1. How did you start 12 Months of Lent? What inspired the idea?
It was December of 2008 and I was coming off a really discouraging year. Call it a quarter-life crisis (it was indeed the year of my 25th birthday), but at the time I was feeling really letdown and like I wasn’t making any notable progress on my goals. After furiously writing down too many New Year’s Resolutions, I was totally overwhelmed—how could I expect to get anything done with such an intimidating list? And then I had an epiphany: Why not create a hybrid between a New Year’s Resolution and the concept of Lent: one goal at a time, one month at a time, for a whole year. And just like that, a blog was born.
2. How long did you do it for?
6 years. Crazy, right?
3. How did you decide what to do each month?
The first year (2009) I planned out each month in advance, but I found that it was more effective for me to figure out each challenge month by month. Sometimes a fun idea would just come to me, or a friend would suggest something cool, but generally I’d just have a feeling about what I wanted/needed to do. If I was spending too much money I’d do a budget challenge, if I was eating terribly I’d make it something diet related, and etc.

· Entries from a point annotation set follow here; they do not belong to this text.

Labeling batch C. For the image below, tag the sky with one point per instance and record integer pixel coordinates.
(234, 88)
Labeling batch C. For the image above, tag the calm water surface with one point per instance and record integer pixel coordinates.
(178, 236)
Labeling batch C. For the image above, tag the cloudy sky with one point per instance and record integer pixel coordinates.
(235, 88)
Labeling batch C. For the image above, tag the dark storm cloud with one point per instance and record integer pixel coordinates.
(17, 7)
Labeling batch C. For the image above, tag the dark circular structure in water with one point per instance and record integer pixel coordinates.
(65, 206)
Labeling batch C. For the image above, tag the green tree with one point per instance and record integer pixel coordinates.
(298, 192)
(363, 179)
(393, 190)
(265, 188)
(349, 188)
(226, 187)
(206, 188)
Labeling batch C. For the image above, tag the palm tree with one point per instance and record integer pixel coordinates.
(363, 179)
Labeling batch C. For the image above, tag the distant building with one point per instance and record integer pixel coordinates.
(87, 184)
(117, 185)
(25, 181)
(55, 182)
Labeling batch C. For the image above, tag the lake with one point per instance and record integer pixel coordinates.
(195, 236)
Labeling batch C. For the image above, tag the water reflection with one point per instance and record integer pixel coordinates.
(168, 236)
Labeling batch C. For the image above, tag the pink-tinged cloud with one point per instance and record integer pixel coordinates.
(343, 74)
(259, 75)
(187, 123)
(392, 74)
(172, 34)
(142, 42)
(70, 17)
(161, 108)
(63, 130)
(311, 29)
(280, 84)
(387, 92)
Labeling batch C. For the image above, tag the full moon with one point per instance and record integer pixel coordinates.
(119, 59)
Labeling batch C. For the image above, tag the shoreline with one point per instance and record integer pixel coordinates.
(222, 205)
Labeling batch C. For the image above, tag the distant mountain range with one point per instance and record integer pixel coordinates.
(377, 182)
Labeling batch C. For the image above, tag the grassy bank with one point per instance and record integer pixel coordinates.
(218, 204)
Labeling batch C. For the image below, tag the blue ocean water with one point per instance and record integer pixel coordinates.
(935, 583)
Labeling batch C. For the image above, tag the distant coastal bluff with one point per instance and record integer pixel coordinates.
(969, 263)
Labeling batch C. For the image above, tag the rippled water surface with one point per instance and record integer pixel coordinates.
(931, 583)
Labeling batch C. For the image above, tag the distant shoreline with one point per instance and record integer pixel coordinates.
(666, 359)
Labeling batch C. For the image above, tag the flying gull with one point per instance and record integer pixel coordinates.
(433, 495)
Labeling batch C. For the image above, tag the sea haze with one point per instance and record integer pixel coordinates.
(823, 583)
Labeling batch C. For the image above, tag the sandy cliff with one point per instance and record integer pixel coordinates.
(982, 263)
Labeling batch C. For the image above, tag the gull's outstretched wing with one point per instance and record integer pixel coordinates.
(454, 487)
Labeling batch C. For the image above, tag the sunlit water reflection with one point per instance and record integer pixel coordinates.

4. What was your favorite challenge?
I absolutely loved, “Tuesdays With Grammy” where I spent 2 months sitting with my grandmother (who was 92 at the time, she’s since passed on and I cannot express how grateful I am that I did this project with her), recording our family history. I also really enjoyed “Sixing” where I limited my wardrobe to only 6 articles of clothing (yep, seriously), and “100 Things”, where I got rid of (by means of donating, recycling, or just tossing) 100 possessions each week for the entire month. But really, there was always something that I enjoyed about each challenge.
5. The hardest one?
The diet-related ones were always the toughest, but any challenge where I had to restrict something was difficult. That’s why I had to switch it up and do fun things like movie challenges and summer bucket lists sometimes. The point wasn’t always to be extreme—sometimes it was just the opposite that I needed.